Don Ramón se quedó pensando.
—Haz lo que creas que tu padre habría querido. No lo que habría hecho, sino lo que habría querido.
Miguel buscó durante dos semanas. Llamó al hospital de Barcelona, buscó en redes sociales, preguntó a antiguos vecinos del barrio. Finalmente, un antiguo compañero de universidad de Carmen le dio su dirección actual: vivía en un pueblo de la costa catalana.
Miguel le escribió una carta propia:
*Estimada Carmen: Me llamo Miguel y soy el hijo de Antonio, el dueño del café de la esquina de Lavapiés. Mi padre falleció hace diez años. He encontrado esta carta entre sus cosas. Creo que le habría gustado que llegara a sus manos, aunque sea con medio siglo de retraso. Espero que no le moleste recibirla. *
Envió las dos cartas juntas. No esperaba respuesta.
Tres semanas después, una mujer de unos setenta años entró en el café. Tenía el pelo blanco, los ojos vivos y llevaba un sobre en la mano: el sobre de Miguel.
—¿Eres Miguel? ¿El hijo de Antonio?
—Sí.
Carmen se sentó en la barra. Pidió un café con leche. Miró a su alrededor como si estuviera reconociendo un lugar que recordaba de otra vida.
—Este café no ha cambiado nada —dijo, con una sonrisa que tenía algo de triste.
—Intento que no cambie.
Carmen sacó la carta de Antonio del sobre.

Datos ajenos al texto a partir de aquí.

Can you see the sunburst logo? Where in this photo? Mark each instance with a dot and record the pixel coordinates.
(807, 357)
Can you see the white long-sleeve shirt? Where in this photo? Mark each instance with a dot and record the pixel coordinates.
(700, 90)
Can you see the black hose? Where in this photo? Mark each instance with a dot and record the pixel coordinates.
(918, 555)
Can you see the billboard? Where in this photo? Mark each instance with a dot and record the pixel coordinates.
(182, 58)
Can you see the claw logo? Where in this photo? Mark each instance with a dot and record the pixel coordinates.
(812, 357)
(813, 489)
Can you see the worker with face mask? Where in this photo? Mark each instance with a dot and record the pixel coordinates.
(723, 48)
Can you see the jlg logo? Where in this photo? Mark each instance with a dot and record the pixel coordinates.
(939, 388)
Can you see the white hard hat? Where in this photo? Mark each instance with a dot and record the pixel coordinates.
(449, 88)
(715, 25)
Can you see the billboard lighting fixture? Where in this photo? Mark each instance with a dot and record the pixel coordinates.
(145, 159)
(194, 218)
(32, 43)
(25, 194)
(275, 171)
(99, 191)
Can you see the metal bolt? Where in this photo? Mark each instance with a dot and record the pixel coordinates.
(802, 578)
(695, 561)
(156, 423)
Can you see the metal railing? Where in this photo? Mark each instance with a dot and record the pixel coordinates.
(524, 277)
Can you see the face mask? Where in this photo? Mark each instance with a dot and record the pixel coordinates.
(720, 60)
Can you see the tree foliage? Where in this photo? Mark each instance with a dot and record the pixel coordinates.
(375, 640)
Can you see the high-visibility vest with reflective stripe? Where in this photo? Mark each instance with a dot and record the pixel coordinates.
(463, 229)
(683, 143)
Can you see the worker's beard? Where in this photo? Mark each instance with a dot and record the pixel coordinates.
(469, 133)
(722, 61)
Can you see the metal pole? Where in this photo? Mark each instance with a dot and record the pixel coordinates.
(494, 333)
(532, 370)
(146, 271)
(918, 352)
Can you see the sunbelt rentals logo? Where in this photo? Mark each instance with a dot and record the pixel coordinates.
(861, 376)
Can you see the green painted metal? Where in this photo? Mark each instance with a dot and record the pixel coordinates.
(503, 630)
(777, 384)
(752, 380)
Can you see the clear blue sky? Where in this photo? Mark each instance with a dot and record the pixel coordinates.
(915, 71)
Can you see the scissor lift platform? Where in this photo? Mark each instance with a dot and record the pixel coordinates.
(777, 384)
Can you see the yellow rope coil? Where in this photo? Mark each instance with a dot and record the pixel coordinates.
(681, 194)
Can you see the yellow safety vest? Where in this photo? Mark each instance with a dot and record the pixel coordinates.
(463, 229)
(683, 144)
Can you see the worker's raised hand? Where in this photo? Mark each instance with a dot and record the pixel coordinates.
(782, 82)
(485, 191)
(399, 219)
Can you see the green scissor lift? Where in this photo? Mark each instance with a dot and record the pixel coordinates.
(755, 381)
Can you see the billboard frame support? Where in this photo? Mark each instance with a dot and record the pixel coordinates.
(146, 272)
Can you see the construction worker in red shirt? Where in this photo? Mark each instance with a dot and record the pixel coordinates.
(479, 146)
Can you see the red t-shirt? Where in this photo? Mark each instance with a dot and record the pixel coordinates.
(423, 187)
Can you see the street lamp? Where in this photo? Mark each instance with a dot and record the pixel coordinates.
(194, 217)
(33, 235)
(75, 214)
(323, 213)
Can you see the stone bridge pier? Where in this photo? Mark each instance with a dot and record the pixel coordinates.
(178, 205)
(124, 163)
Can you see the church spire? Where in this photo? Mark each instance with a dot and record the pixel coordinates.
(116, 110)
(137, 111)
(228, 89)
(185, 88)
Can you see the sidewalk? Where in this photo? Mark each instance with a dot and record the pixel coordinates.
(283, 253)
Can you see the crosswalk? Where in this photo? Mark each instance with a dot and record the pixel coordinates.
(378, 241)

La había leído muchas veces; se notaba en los pliegues del papel.
—¿Sabes? Yo también lo quería. Nunca se lo dije. Pensé que él no sentía lo mismo. Me fui a Barcelona pensando que no le importaba.
Se quedaron un momento en silencio. El café hacía su ruido habitual: el zumbido de la cafetera, el tintineo de las cucharillas, las voces de los clientes.
—¿Fue feliz? —preguntó Carmen.
—Creo que sí. A su manera.
—Yo también fui feliz. A mi manera.
Carmen terminó su café. Antes de irse, sacó algo de su bolso: una fotografía vieja. Eran dos jóvenes sentados en la barra de un café. El chico tenía bigote y una sonrisa tímida. La chica tenía los ojos brillantes y un libro de medicina en las manos.
—Era aquí. En esta misma barra. Mil novecientos setenta y seis. Tu padre me hizo el mejor café que he tomado en mi vida.
Miguel cogió la foto. Reconoció a su padre inmediatamente: la misma sonrisa que le vio cada mañana durante treinta años.
—Quédatela —dijo Carmen—. Pertenece a este lugar.
Miguel puso la foto en la pared, junto a las otras. No le puso nombre ni fecha. No hacía falta. Era simplemente la historia de dos personas que se quisieron y no se lo dijeron a tiempo.
Carmen volvió a su pueblo. No volvieron a verse. Pero a veces, los domingos por la mañana, Miguel recibía una postal de la costa catalana. Nunca decía mucho. Solo: "Buenos días, Miguel. Hoy me he tomado un café y he recordado a tu padre. "
Y Miguel pensaba que, al final, la carta sí había llegado. Con cincuenta años de retraso, pero había llegado. Y que a veces las cosas que más importan necesitan exactamente el tiempo que necesitan.